40 Tahun Setia Melayani Tuhan Menjadi Koster

SOSOK lelaki paruh baya dengan tahi lalat di pipi kanan yang selalu sigap mempersiapkan kebutuhan misa kerap dipanggil dengan “Surip”. Seorang ayah dari dua anak perempuan ini adalah koster di Gereja Paroki Keluarga Kudus Pasar Minggu, Jakarta Selatan. Pak Surip yang memiliki nama lengkap Antonius Surip ini mulai berkarya di Gereja Paroki Keluarga Kudus sejak tahun 1974 hingga saat ini.

Sejak lahir pada tahun 1959 di tanah kelahirannya Gombong, Jawa Tengah, Pak Surip adalah seorang  muslim. Setelah beberapa kali bertolak dari Gombong – Jakarta, akhirnya Pak Surip menetap menjadi warga Jakarta dan saat ini tinggal di daerah Pejaten. Kala itu, Pak Surip masih bekerja di warung makan Padang di daerah Pasar Minggu. Salah seorang temannya yang muslim menawarkannya untuk menjadi koster di Gereja Paroki Keluarga Kudus, Pasar Minggu, Jakarta. Ketika hendak diantar oleh temannya tersebut ke Gereja, ia dipertemukan oleh Rm. Sunar Wijoyo (alm).

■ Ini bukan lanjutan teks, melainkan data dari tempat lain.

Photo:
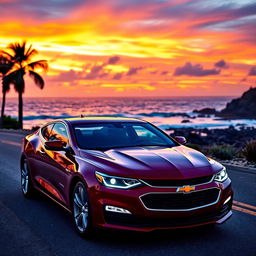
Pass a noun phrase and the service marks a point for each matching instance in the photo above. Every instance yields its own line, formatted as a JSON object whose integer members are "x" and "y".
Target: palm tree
{"x": 5, "y": 67}
{"x": 21, "y": 56}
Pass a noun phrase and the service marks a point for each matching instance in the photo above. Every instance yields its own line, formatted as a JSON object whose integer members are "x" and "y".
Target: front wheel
{"x": 81, "y": 211}
{"x": 26, "y": 185}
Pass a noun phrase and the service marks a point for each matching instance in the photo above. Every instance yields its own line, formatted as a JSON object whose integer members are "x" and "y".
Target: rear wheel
{"x": 26, "y": 185}
{"x": 81, "y": 211}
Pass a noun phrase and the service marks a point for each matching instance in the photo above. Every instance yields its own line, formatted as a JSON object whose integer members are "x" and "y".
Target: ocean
{"x": 171, "y": 112}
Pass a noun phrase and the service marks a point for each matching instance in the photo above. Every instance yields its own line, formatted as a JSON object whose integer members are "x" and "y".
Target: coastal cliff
{"x": 243, "y": 107}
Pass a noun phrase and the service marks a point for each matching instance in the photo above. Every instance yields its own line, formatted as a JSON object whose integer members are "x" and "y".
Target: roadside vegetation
{"x": 15, "y": 63}
{"x": 230, "y": 145}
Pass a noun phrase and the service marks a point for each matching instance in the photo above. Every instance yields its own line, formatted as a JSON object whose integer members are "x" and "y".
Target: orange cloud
{"x": 106, "y": 48}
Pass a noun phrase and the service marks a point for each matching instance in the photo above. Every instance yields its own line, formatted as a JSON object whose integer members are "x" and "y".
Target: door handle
{"x": 41, "y": 151}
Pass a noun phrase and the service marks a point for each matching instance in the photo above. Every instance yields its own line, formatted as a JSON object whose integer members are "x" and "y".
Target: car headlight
{"x": 116, "y": 182}
{"x": 221, "y": 176}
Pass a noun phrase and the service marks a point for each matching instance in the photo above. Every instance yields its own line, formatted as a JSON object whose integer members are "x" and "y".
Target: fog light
{"x": 111, "y": 208}
{"x": 227, "y": 199}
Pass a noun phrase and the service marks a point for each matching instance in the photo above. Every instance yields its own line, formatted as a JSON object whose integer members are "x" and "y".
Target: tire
{"x": 81, "y": 211}
{"x": 27, "y": 188}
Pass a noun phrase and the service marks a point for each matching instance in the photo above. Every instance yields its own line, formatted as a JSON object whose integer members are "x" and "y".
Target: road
{"x": 39, "y": 227}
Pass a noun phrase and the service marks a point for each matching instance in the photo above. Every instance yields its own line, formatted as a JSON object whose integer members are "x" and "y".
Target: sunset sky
{"x": 136, "y": 47}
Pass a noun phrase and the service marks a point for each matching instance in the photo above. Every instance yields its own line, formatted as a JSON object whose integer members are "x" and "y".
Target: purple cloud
{"x": 221, "y": 64}
{"x": 118, "y": 76}
{"x": 194, "y": 70}
{"x": 113, "y": 60}
{"x": 133, "y": 70}
{"x": 252, "y": 71}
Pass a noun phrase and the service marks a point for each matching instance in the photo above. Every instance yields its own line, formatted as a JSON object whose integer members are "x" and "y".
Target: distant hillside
{"x": 243, "y": 107}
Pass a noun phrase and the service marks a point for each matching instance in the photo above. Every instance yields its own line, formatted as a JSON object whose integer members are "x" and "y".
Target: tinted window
{"x": 59, "y": 132}
{"x": 113, "y": 135}
{"x": 46, "y": 131}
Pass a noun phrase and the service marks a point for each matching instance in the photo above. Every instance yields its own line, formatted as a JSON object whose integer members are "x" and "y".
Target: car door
{"x": 59, "y": 165}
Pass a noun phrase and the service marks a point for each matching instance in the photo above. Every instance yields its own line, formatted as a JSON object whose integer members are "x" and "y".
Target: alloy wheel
{"x": 80, "y": 208}
{"x": 24, "y": 177}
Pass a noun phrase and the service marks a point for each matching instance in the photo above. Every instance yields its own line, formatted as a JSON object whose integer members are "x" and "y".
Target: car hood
{"x": 178, "y": 162}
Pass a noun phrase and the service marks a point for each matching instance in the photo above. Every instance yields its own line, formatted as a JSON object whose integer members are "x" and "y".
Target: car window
{"x": 59, "y": 132}
{"x": 46, "y": 131}
{"x": 114, "y": 135}
{"x": 145, "y": 135}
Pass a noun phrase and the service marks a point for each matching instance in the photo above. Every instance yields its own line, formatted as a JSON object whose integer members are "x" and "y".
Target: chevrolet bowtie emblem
{"x": 185, "y": 189}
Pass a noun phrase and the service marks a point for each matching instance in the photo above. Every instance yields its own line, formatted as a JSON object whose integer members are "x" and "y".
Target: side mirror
{"x": 55, "y": 145}
{"x": 180, "y": 139}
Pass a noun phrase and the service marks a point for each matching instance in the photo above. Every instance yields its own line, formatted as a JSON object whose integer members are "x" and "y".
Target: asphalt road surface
{"x": 39, "y": 227}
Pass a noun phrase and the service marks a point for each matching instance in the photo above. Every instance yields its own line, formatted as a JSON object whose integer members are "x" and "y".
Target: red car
{"x": 124, "y": 173}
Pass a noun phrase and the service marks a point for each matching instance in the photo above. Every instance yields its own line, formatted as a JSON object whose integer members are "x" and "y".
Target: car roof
{"x": 84, "y": 120}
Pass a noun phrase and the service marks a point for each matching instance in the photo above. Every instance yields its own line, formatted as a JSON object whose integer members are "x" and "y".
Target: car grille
{"x": 134, "y": 221}
{"x": 180, "y": 201}
{"x": 178, "y": 183}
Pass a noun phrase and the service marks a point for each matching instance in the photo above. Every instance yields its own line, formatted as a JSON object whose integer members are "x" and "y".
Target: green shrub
{"x": 249, "y": 151}
{"x": 223, "y": 152}
{"x": 10, "y": 123}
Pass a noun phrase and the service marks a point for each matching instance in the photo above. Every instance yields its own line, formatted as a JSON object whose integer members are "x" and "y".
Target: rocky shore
{"x": 207, "y": 137}
{"x": 240, "y": 108}
{"x": 230, "y": 146}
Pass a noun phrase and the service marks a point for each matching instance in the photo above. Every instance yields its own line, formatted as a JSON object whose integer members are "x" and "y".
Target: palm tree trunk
{"x": 20, "y": 120}
{"x": 2, "y": 110}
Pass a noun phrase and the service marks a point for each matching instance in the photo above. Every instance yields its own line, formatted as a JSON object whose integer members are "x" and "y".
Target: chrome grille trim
{"x": 184, "y": 210}
{"x": 199, "y": 184}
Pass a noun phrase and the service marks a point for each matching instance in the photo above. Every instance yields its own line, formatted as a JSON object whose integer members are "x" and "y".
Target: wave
{"x": 164, "y": 114}
{"x": 152, "y": 114}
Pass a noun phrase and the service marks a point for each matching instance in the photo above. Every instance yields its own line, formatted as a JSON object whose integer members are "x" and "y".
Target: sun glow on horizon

“Saat itu kata Romo dicoba dulu (jadi koster) dan langsung diperbolehkan tinggal di Gereja,” ujar pria dari lingkungan St. Yoseph (Wilayah V) saat berbincang-bincang di Gereja Keluarga Kudus, Pasar Minggu, Jakarta, kemarin.

Tak lama, dua tahun ia bekerja menjadi koster, Pak Surip merasa terpanggil untuk menjadi seorang Katolik. Ia mengaku mendapat ketentraman saat mulai melayani Tuhan dengan menjadi seorang koster di Gereja. Dengan berbagai pertimbangan, akhirnya ia memutuskan untuk menjadi seorang Katolik. Keinginannya itu mendapat dukungan dari keluarga besarnya yang mayoritas muslim. Tak hanya itu, jajaran Dewan Paroki Keluarga Kudus pun mengamininya. Ia pun mengikuti pelajaran baptis (katekumen) selama setahun dan  akhirnya pada tahun 1976 ia resmi dibaptis dengan menyandang nama baptis, St. Antonius.

“Kerja di Gereja itu panggilan. Disini rasanya tentram. Alhasil saya sampaikan ke orangtua bahwa saya ingin pindah Katolik dan mereka setuju. Kini, Gereja sudah seperti rumah buat saya,” tandasnya.

Kejadian ini tidak hanya memberi kedamaian bagi pribadi Pak Surip. Namun, akhirnya pada di kesempatan itulah ia juga dipertemukan dengan pujaan hatinya yang kini menjadi pendamping hidupnya, Maria Chatarina Saliyem. Sama dengan kisah hidupnya, kala itu, Regina juga berangkat dari seorang muslim. Ia kini bekerja di Seminari Wacana Bakti, Jakarta. Cinta telah mempersatukan mereka, akhirnya tanggal 22 April 1979, pernikahannya diresmikan di Paroki Santa Maria Regina Purbawardayan, Solo. Dari perkawinannya ini, Pak Surip dikaruniai dua orang perempuan yang bernama Antonia Wahyu Sariningsih (sudah berkeluarga dan mempunyai dua anak perempuan), lulusan Universitas Atmajaya jurusan Administrasi Niaga dan Bernadet Apriyani (sudah berkeluarga dan mempunyai satu anak laki-laki), lulusan Universitas Nasional jurusan Sastra Jepang.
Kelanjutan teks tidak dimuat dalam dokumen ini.